Gao Y, Zhang B, Zhao D, Li S, Rong C, Sun M, Wu X. Automatic Segmentation and Radiomics for Identification and Activity Assessment of CTE Lesions in Crohn's Disease.
Inflamm Bowel Dis 2023:izad285. [PMID:
38011673 DOI:
10.1093/ibd/izad285]
[Citation(s) in RCA: 0] [Impact Index Per Article: 0] [Reference Citation Analysis] [What about the content of this article? (0)] [Affiliation(s)] [Abstract] [Key Words] [Grants] [Track Full Text] [Journal Information] [Submit a Manuscript] [Subscribe] [Scholar Register] [Received: 06/14/2023] [Indexed: 11/29/2023]
Abstract
BACKGROUND
The purpose of this article is to develop a deep learning automatic segmentation model for the segmentation of Crohn's disease (CD) lesions in computed tomography enterography (CTE) images. Additionally, the radiomics features extracted from the segmented CD lesions will be analyzed and multiple machine learning classifiers will be built to distinguish CD activity.
METHODS
This was a retrospective study with 2 sets of CTE image data. Segmentation datasets were used to establish nnU-Net neural network's automatic segmentation model. The classification dataset was processed using the automatic segmentation model to obtain segmentation results and extract radiomics features. The most optimal features were then selected to build 5 machine learning classifiers to distinguish CD activity. The performance of the automatic segmentation model was evaluated using the Dice similarity coefficient, while the performance of the machine learning classifier was evaluated using the area under the curve, sensitivity, specificity, and accuracy.
RESULTS
The segmentation dataset had 84 CTE examinations of CD patients (mean age 31 ± 13 years , 60 males), and the classification dataset had 193 (mean age 31 ± 12 years , 136 males). The deep learning segmentation model achieved a Dice similarity coefficient of 0.824 on the testing set.
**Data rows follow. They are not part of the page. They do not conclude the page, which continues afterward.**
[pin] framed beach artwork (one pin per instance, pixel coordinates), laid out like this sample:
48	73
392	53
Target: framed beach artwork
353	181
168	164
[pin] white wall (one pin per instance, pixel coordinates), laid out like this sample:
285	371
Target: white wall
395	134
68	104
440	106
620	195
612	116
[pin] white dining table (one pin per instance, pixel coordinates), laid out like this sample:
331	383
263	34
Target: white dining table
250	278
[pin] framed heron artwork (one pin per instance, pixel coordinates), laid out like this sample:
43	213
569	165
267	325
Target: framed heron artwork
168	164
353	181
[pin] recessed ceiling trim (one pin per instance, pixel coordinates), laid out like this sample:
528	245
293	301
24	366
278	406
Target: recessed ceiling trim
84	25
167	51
The logistic regression model showed the best performance among the 5 classifiers in the testing set, with an area under the curve, sensitivity, specificity, and accuracy of 0.862, 0.697, 0.840, and 0.759, respectively.
CONCLUSION
The automated segmentation model accurately segments CD lesions, and machine learning classifier distinguishes CD activity well. This method can assist radiologists in promptly and precisely evaluating CD activity.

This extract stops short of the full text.